To prevent blisters make sure that your shoes fit! It seems obvious, but if your shoes aren’t properly sized, they won’t sit correctly and will facilitate blister-loving conditions. Also, the longer distances you run, the more you need moisture wicking socks. They are made of special material to keep your feet dry, making it harder for blisters to form.
Check out our in-depth article about blisters.
The #1 culprit for that aching on the front of your legs? Your stride.
Lots of beginners tend to run on the front of their feet rather than on the balls. Make sure you stay centered on your stride and don’t favor one side of your foot. Shoes can be another one to blame. Good running shoes will have enough cushion to take the shock of pounding your feet on the pavement. Go to a good sporting goods store to check out something with a little extra pad. While you’re there, have them check out your old kicks to assess your stride. Kill two birds with one stone by getting shoes that enhance your natural stride tendencies and provide adequate shock absorption.

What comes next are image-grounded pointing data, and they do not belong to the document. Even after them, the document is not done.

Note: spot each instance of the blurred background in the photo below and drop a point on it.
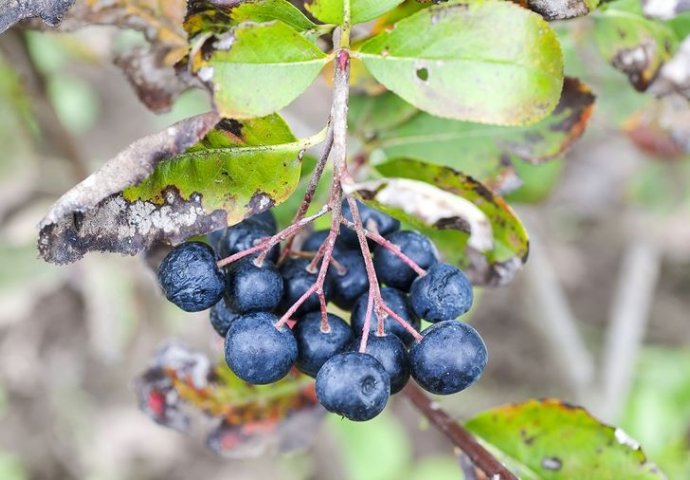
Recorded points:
(600, 316)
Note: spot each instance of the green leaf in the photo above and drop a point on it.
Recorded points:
(632, 43)
(251, 419)
(552, 440)
(331, 11)
(239, 168)
(487, 153)
(257, 69)
(370, 115)
(210, 16)
(235, 166)
(448, 61)
(471, 225)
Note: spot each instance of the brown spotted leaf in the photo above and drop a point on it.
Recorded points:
(250, 420)
(170, 186)
(50, 11)
(552, 440)
(390, 128)
(472, 226)
(635, 45)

There has been a lot of discussion about the correct stride and there are a lot of different opinions on the correct way to land your feet while running. We’ll cover this in an upcoming article soon!
We have written a Runner’s Guide to Shin Splints.
Remember that rule about not swimming for an hour after you eat?
If you’re experiencing nausea after or while running, you might need to apply that rule to your feet flying as well. However, the more likely suspect is dehydration. Make sure that you’re drinking lots of water throughout the day. Besides keeping yourself well hydrated, water is your number one cleansing source, flushing away toxins and all the bad stuff you might be encountering throughout the day and in your snacks.
But even if you’re getting 8 glasses a day, you need to hydrate during your training runs. Especially if you’re running for longer than an hour. Carry a water bottle or try a hydration pack to keep your energy and hydration up. If running like a camel isn’t your style, plan your runs around drinking fountains or some other sort of water spot.
Unless you’re continuously running at night, always take the proper precautions to protect yourself from the sun.
Depending on your location, lather yourself up with SPF, wear a hat and get some good polarized sunglasses. Trust me, you’ll thank me later.
Chafing, Toenails, and all the Gross Stuff
Long term, long distance runners can vouch for the fact that running isn’t always pretty. Do yourself a favor and make like a girl scout: be prepared. Use Vaseline or another type of body gel to cover spots that might rub against your clothing to prevent chaffing. Keep your toenails short so they don’t hit the front of your shoes when you’re heading down hills–that way they won’t bruise or even fall off (seriously). As for staying dry, make sure you have moisture wicking clothing and a hat or headband to keep sweat from burning your eyes.
As a fellow runner, I can tell you that I haven’t experienced all of these things in full force. Some I experienced right off the bat (shin splints) and others I got a little taste of when I started to run longer and further. You may never get a blister, or you might have to take off a couple of weeks because your knee ended up being more serious of a set back than you imagined.
As long as you are smart, armed with resources and confidence about how to jump any hurdle, your training will be unstoppable. Maybe even beautiful.